Red Bull's Max Verstappen and McLaren's Oscar Piastri started Sunday's Saudi Arabian Grand Prix on the front row at Jeddah Corniche Circuit, and while Piastri appeared to get away cleaner than Verstappen did, Verstappen was able to use the outside lane to his advantage and stay in front heading into turn one.
But because of the nature of turn one of the tight and tricky 27-turn, 3.837-mile (6.175-kilometer) temporary street circuit in Jeddah, Saudi Arabia, Piastri went wide from the inside, causing Verstappen to go off the race track.
Verstappen retained the lead because of the evasive maneuver, but the stewards found him at fault and issued him a five-second time penalty for leaving the track and gaining an advantage.
In and of itself, the penalty is subjective. Yes, he did leave the track, and yes, he did gain an advantage. But Piastri also left him no room in a corner which saw Verstappen enter ahead. Yet on the flip side of that, Verstappen did brake later than Piastri did, which could have made it seem like he had already given up on trying to make the corner.
As is almost always the case, it could have gone either way.
We have seen drivers in both Verstappen's position and Piastri's position penalized before. In fact, Verstappen has been on the receiving end of penalties from both points of view (multiple times), illustrating the overall lack of consistency from the stewards.
Both Verstappen penalties 🤣🤣🤣🤣 pic.twitter.com/R7H6rGoMyK
— F1 Jayy (@F1JayyUK) April 20, 2025
FIA once again helping Pastry and McLaren, also no penalty for Norris when it suits. What's the difference between Verstappen and Pastry issue on Lap 1 and what happened between Hamilton and Verstappen in Abu Dhabi 2021 on lap 1. How ones a penalty and other not #SaudiArabianGP pic.twitter.com/wN70zIuq9f
— Samurai (@UTDSamurai7) April 20, 2025
But even with the stewards determining that Verstappen was at fault, a five-second penalty was not the way to go about it. They'll pretend that the official penalty was "lenient" and that it could have been a 10-second penalty had it not happened on the opening turn of the opening lap, but they really should have simply let them switch spots at most.
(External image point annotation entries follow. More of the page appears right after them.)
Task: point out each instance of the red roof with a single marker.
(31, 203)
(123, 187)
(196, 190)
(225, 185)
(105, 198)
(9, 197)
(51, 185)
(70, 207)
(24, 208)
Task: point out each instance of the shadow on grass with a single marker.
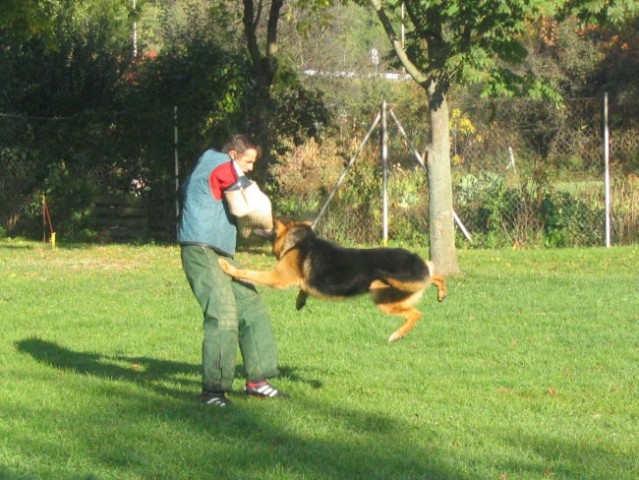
(148, 372)
(144, 371)
(376, 445)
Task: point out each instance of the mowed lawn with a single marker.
(529, 370)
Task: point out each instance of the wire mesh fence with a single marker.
(524, 173)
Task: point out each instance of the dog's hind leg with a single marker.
(440, 283)
(411, 317)
(301, 300)
(392, 302)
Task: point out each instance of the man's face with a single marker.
(245, 160)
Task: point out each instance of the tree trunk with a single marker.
(440, 190)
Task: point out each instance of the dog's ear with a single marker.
(264, 233)
(278, 225)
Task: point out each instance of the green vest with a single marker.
(204, 219)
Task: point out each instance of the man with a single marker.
(233, 311)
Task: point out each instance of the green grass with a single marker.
(529, 370)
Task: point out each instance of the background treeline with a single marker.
(102, 99)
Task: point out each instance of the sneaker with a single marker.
(215, 399)
(263, 389)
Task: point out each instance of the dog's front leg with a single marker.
(278, 278)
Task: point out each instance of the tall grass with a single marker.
(529, 370)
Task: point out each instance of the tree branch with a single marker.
(411, 68)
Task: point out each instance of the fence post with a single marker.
(384, 176)
(177, 171)
(607, 168)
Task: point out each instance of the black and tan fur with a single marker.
(396, 278)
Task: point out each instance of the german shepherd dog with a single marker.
(395, 277)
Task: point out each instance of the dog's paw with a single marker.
(226, 266)
(301, 300)
(442, 294)
(394, 337)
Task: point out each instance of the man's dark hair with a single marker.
(240, 142)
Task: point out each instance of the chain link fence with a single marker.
(524, 173)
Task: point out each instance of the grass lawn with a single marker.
(529, 370)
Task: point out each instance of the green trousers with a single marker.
(234, 314)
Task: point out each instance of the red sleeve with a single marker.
(222, 178)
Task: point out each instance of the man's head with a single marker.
(243, 150)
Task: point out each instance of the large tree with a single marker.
(457, 41)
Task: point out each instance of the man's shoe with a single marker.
(215, 399)
(263, 389)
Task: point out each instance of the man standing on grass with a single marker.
(234, 313)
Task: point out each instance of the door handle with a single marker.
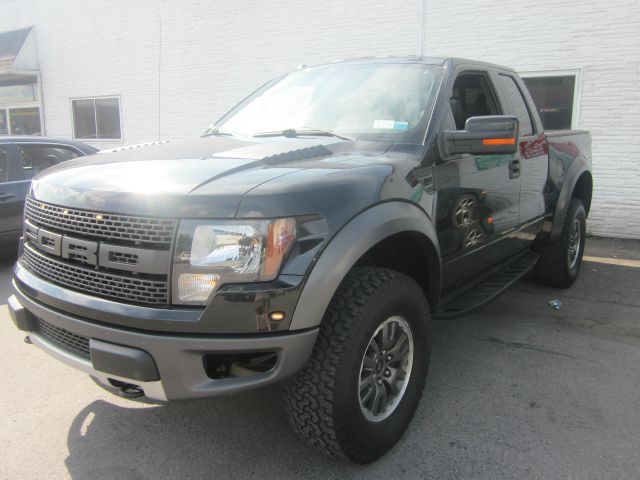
(514, 168)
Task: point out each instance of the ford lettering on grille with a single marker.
(98, 254)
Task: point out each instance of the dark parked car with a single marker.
(21, 158)
(310, 236)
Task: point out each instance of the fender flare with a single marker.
(579, 166)
(350, 244)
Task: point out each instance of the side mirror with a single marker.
(496, 134)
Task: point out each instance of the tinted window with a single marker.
(471, 96)
(377, 101)
(519, 105)
(553, 97)
(35, 158)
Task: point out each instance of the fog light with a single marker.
(196, 287)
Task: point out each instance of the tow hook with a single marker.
(128, 390)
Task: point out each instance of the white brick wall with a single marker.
(178, 66)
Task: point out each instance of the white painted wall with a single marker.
(178, 66)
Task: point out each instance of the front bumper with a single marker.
(129, 356)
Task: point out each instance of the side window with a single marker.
(35, 158)
(4, 170)
(519, 105)
(471, 96)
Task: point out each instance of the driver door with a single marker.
(477, 195)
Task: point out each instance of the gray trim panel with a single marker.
(349, 245)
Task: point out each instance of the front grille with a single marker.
(129, 289)
(101, 225)
(64, 338)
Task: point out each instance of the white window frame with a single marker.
(96, 140)
(577, 88)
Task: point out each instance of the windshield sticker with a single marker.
(391, 125)
(388, 124)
They had the perfect opportunity to do it, too, given the fact that there was a safety car just moments later after Red Bull's Yuki Tsunoda and Alpine's Pierre Gasly came together.
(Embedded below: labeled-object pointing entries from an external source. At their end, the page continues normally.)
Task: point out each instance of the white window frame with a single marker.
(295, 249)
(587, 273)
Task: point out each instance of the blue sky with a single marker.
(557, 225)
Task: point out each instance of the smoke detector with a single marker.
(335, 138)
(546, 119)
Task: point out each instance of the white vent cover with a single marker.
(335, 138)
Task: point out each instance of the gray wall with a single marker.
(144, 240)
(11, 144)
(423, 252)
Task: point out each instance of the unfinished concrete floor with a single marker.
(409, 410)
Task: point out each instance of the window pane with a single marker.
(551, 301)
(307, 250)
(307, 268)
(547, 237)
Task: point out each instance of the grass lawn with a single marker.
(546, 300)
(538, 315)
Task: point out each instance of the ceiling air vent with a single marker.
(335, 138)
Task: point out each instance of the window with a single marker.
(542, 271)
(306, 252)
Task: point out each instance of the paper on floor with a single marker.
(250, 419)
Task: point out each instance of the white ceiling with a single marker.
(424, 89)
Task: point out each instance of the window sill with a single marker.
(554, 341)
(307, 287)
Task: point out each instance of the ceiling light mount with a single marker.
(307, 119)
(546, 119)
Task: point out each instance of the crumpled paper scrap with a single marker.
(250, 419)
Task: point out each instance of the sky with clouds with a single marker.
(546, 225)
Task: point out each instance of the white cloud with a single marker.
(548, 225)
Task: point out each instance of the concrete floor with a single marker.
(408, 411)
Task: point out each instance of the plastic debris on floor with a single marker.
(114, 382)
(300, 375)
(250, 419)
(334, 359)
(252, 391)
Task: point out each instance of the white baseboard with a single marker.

Instead, they robbed fans of a potential thriller in the season's fifth Grand Prix.
Verstappen and Piastri were separated by no more than about four seconds all race, irrespective of who was in front. Verstappen was not able to extend his lead by much more than a second or two in a slower Red Bull, so when his five-second penalty was served in the pits and Piastri took over out front, the race was pretty much over.
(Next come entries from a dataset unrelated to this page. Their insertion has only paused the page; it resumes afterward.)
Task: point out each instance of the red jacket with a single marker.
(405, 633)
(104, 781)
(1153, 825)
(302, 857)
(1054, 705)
Had the two actually been allowed to race at any point beyond the starting grid, regardless of who was in front after the ensuing restart, it could have produced fireworks not seen since the latter stages of the 2022 Jeddah race between Verstappen and Charles Leclerc, or even the inaugural Jeddah race between Verstappen and Lewis Hamilton the year before.
Unfortunately, however, even in what turned out to be the first race of the season not won by the polesitter, the result was largely predetermined after the first corner, thanks to a bogus at worst, and inconsistent at best, penalty on Verstappen that should have either been scrapped altogether or altered to accurately reflect the "crime".